Where Paths Split: Localized, Calibrated Control of Moral Reasoning in Large Language Models
For developers and users of LLMs who need fine-grained, interpretable control over moral reasoning without degrading model competence.
The paper introduces Convergent-Divergent Routing and Dual Logit Calibration to steer LLMs toward desired ethical frameworks (e.g., utilitarian vs. deontological) at inference time, achieving reliable preference calibration while preserving general capabilities and outperforming recent baselines.

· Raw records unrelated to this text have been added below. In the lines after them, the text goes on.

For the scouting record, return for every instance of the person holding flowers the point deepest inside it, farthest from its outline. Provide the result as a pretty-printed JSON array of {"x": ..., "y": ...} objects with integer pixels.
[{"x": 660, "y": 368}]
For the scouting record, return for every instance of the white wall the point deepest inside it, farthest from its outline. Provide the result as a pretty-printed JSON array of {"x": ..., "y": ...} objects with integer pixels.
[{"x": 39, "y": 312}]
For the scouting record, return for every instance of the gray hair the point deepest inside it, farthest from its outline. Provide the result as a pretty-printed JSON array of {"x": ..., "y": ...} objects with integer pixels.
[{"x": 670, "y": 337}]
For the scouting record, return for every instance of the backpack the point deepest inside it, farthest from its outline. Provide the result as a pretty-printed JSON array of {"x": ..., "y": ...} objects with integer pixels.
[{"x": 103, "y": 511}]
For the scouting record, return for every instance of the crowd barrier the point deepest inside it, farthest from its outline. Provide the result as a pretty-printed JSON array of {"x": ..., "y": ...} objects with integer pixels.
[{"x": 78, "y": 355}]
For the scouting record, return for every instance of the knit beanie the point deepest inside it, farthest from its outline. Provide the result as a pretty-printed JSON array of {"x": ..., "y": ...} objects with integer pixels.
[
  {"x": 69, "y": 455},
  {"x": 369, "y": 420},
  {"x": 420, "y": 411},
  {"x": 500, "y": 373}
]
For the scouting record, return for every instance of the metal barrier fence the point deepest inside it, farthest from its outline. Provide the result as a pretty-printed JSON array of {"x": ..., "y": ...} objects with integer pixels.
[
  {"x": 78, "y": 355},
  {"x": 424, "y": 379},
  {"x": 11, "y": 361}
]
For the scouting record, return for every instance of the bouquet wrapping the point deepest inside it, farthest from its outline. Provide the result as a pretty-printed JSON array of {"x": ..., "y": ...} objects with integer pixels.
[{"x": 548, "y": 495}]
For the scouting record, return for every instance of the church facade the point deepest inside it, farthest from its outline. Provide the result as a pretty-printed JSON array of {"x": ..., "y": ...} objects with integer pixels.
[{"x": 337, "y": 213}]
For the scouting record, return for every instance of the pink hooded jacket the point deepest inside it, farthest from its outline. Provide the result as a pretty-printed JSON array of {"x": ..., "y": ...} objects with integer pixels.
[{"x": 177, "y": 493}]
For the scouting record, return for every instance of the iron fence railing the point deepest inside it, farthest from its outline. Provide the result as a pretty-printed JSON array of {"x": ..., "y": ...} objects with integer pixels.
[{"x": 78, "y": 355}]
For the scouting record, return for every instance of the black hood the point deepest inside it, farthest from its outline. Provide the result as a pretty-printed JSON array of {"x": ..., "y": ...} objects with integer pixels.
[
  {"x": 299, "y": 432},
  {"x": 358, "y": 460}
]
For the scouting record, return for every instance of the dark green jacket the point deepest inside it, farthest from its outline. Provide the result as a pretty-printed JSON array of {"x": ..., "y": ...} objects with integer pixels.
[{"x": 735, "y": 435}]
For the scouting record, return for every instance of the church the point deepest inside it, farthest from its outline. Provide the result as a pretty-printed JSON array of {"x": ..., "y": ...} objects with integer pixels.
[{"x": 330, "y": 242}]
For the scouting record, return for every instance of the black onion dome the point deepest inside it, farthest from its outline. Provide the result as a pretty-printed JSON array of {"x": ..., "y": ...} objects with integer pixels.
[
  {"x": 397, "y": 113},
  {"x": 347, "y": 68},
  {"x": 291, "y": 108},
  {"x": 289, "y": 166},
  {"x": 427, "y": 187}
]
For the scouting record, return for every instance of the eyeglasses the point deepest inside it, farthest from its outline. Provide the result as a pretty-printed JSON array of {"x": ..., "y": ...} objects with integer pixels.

Large language models often display heterogeneous moral preferences across settings. We study inference-time steering toward a desired ethical framework while preserving general competence. We present Convergent-Divergent Routing, which traces and edits minimal branch points inside transformer blocks where ethical-framework-related pathways first converge and then diverge. Gating non-target branches at these loci blocks the downstream propagation while leaving upstream computations intact. We find that this intervention alone increases targeted ethical-framework reasoning. To achieve fine-grained control, we adapt Common Spatial Patterns to the residual stream and extract, for each branch-point layer, a pair of directions that discriminate between utilitarian and deontological frameworks. We then introduce Dual Logit Calibration, a closed-form, minimum-$\ell_2$-norm update that moves the residual within this two-dimensional subspace so the resulting directional projections align with user-specified preference weights. Experiments on real-life moral dilemmas show that our method reliably achieves preference calibration and largely preserves general capabilities, outperforming recent baselines while providing an interpretable mechanism.